Komisioner KPAI Bidang Pendidikan Retno Listyarti mengatakan, pihaknya mengapresiasi perhatian semua pihak atas kasus ini dan dukungan kuat penegakan hukum atas kasus kejahatan seksual Herry Wirawan.
Penegakan hukum dinilai sangat penting untuk menimbulkan efek jera kepada para predator anak, selain itu penegakan hukum juga sejatinya memperhatikan keadilan bagi korban.
"Ketika pelaku sudah dijatuhi hukuman, KPAI mempertanyakan nasib 13 korban dan 9 bayinya dapat keadilan apa?" tanya Retno dalam siaran pers, Rabu 16 Februari 2022.
Restitusi yang diputuskan untuk para korban sebesar Rp331 juta untuk seluruh korban, dikatakan terlalu kecil. Itu pun akan dibebankan kepada Kementerian PPPA, tidak dibebankan kepada HW.
Padahal KPPPA sendiri sepengetahuan Retno anggarannya sangat kecil dibandingkan kementerian lainnya. Sedangkan penyitaan aset yayasan HW dan pelelangannya akan diserahkan kepada Pemerintah Provinsi Jawa Barat, yang nilai assetnya juga belum jelas dan diperuntukkan perawatan kepada para korban.
Oleh karena itu, Retno Listyarti sebagai Komisioner KPAI mengajak semua pihak untuk lebih konsen kepada keadilan bagi 13 korban maupun 9 bayi yang dilahirkan. Semuanya masih memiliki masa depan yang panjang.

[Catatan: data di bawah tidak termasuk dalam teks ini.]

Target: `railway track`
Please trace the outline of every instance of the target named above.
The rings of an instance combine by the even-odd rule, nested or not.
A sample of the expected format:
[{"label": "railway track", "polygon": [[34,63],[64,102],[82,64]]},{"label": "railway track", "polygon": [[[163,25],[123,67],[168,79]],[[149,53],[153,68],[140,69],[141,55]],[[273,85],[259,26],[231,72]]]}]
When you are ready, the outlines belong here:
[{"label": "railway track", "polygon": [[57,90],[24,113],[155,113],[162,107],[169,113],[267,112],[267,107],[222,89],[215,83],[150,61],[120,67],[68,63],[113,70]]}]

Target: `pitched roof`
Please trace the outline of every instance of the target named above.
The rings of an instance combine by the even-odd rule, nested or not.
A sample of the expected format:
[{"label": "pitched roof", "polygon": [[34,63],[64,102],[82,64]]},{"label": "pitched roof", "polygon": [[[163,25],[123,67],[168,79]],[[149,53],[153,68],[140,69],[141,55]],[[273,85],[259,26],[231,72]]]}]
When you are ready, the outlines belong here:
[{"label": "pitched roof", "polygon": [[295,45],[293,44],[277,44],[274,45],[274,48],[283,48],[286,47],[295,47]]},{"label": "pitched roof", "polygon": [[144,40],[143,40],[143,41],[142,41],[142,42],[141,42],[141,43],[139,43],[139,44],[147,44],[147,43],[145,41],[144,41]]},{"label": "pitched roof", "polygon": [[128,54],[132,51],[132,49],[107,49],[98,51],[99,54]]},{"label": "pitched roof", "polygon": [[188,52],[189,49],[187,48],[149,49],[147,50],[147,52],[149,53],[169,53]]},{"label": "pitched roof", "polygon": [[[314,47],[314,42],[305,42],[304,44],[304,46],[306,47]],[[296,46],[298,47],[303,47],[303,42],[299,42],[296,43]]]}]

Menurutnya, sebagai anak mereka memiliki hak untuk hidup, hak untuk tumbuh kembang dengan optimal, hak atas kesehatan yang tertinggi, hak atas pendidikan, hak partisipasi, hak kesejahteraan, dan lain-lain. Termasuk hak untuk anak memperoleh pemulihan psikis yang pasti menimbulkan trauma yang berat dan proses pemulihannya pasti sangatlah lama dan panjang, tidak sama untuk masing-masing korban.
Begitu pun biaya hidup sehari-hari, kata Retno, biaya pendidikan dan biaya kesehatan 13 korban dan 9 bayinya pasti lebih besar dari angka restitusi maupun lelang harta yayasan. Selain itu, keputusan penyerahan kekayaan yayasan HW, seharusnya berpatokan pada UU Yayasan, siapa yang berhak menerima penyerahan dan hak mengelola harta kekayaan dari sebuah yayasan.
"Seharusnya APBN juga dapat membiayai anak-anak korban dan bayinya melalui mekanisme berbagai program pemerintah pusat. Misalnya program KIP atau Kartu Indonesia Pintar; KIS atau Kartu Indonesia Sehat, dan PKH, Program Keluarga Harapan. Mereka seharusnya otomatis dapat sebagai bentuk pemenuhan hak-hak anak oleh negara," papar Retno.
Dari hitungan KPAI, restitusi Rp331 juta jika masih dibagi 13 korban, maka Rp331.000.000 dibagi 13 anak sama dengan Rp25. 461,538 per korban
"Jika dibagi 13 korban dan 9 bayi, Rp331 juta dibagi 22 anak sama dengan Rp15.045.454,5 per korban," pungkasnya.